I use: Python 3.6
and PySpark 2.3.0
. In the following exaple I have only tow items in item
but also I can have more information like first_name
, last_name
, city
.
I have a data frame with the following schema:
|-- email: string (nullable = true)
| -- item: struct(nullable=true)
| | -- item: array(nullable=true)
| | | -- element: struct(containsNull=true)
| | | | -- data: string(nullable=true)
| | | | -- fieldid: string(nullable=true)
| | | | -- fieldname: string(nullable=true)

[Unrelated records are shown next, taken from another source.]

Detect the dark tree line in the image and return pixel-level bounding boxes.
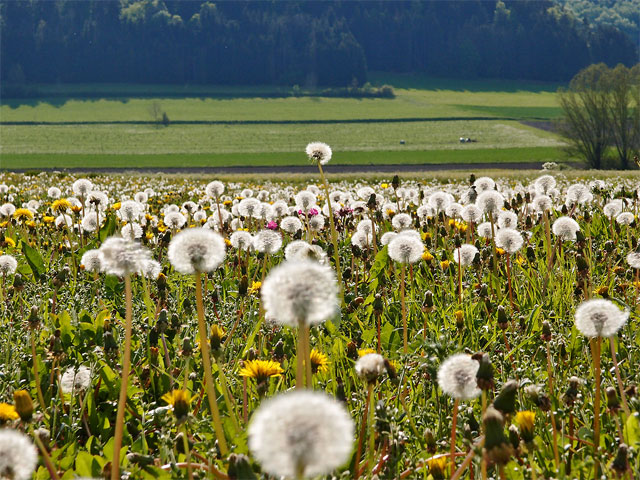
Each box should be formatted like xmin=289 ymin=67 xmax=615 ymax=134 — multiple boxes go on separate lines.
xmin=0 ymin=0 xmax=638 ymax=88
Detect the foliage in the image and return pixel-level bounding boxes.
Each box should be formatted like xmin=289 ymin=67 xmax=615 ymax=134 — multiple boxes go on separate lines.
xmin=559 ymin=63 xmax=640 ymax=168
xmin=0 ymin=0 xmax=637 ymax=87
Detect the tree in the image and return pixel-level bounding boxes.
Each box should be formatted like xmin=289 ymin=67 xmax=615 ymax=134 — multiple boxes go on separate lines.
xmin=558 ymin=63 xmax=611 ymax=168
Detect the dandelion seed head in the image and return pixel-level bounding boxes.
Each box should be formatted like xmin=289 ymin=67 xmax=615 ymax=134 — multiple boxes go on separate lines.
xmin=305 ymin=142 xmax=333 ymax=165
xmin=388 ymin=230 xmax=424 ymax=263
xmin=253 ymin=229 xmax=282 ymax=255
xmin=80 ymin=249 xmax=102 ymax=272
xmin=204 ymin=180 xmax=224 ymax=199
xmin=534 ymin=175 xmax=556 ymax=195
xmin=496 ymin=228 xmax=524 ymax=253
xmin=356 ymin=353 xmax=386 ymax=382
xmin=575 ymin=299 xmax=629 ymax=338
xmin=438 ymin=353 xmax=480 ymax=400
xmin=261 ymin=258 xmax=338 ymax=327
xmin=248 ymin=391 xmax=354 ymax=478
xmin=60 ymin=365 xmax=91 ymax=394
xmin=551 ymin=217 xmax=580 ymax=241
xmin=476 ymin=190 xmax=504 ymax=215
xmin=0 ymin=428 xmax=38 ymax=480
xmin=229 ymin=230 xmax=253 ymax=250
xmin=624 ymin=252 xmax=640 ymax=268
xmin=460 ymin=204 xmax=482 ymax=224
xmin=453 ymin=243 xmax=478 ymax=267
xmin=473 ymin=177 xmax=496 ymax=193
xmin=391 ymin=213 xmax=413 ymax=231
xmin=167 ymin=228 xmax=225 ymax=274
xmin=99 ymin=237 xmax=151 ymax=277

| | | | -- fieldtype: string(nullable=true)
This is my output:
+-----+-----------------------------------------------------------------------------------------+
|email|item |
+-----+-----------------------------------------------------------------------------------------+
|x |[[[Gmail, 32, Email Client, dropdown], [Device uses Proxy Server, 33, Device, dropdown]]]|
|y |[[[IE, 32, Email Client, dropdown], [Personal computer, 33, Device, dropdown]]] |
+-----+-----------------------------------------------------------------------------------------+
I want to transform this data frame to:
+-----+-------------------------------------+
|email|Email Client|Device |
+-----+-------------------------------------+
|x |Gmail |Device uses Proxy Server|
|y |IE |Personal computer |
+-----+-------------------------------------+
I do some transformations:
df = df.withColumn('item', df.item.item)
df = df.withColumn('column_names', df.item.fieldname)

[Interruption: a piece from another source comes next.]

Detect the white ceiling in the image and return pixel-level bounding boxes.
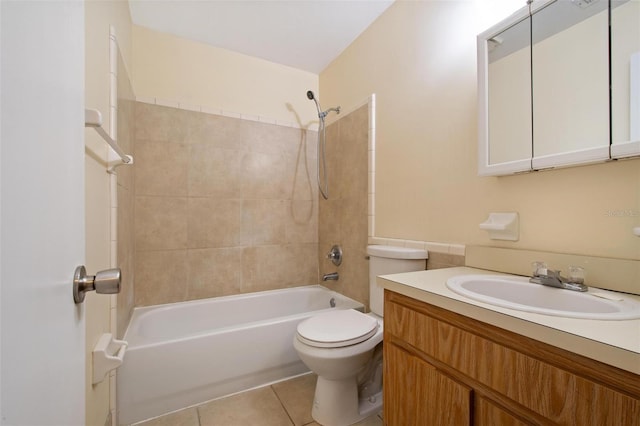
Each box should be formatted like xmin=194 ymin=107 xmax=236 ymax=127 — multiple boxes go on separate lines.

df = df.withColumn('column_values', df.item.data)
And now my output is:
+-----+----------------------+---------------------------------+
|email|column_names |column_values |
+-----+----------------------+---------------------------------+
|x |[Email Client, Device]|[Gmail, Device uses Proxy Server]|
|y |[Email Client, Device]|[IE, Personal computer] |
+-----+----------------------+---------------------------------+
From here I want a method how to zip these columns.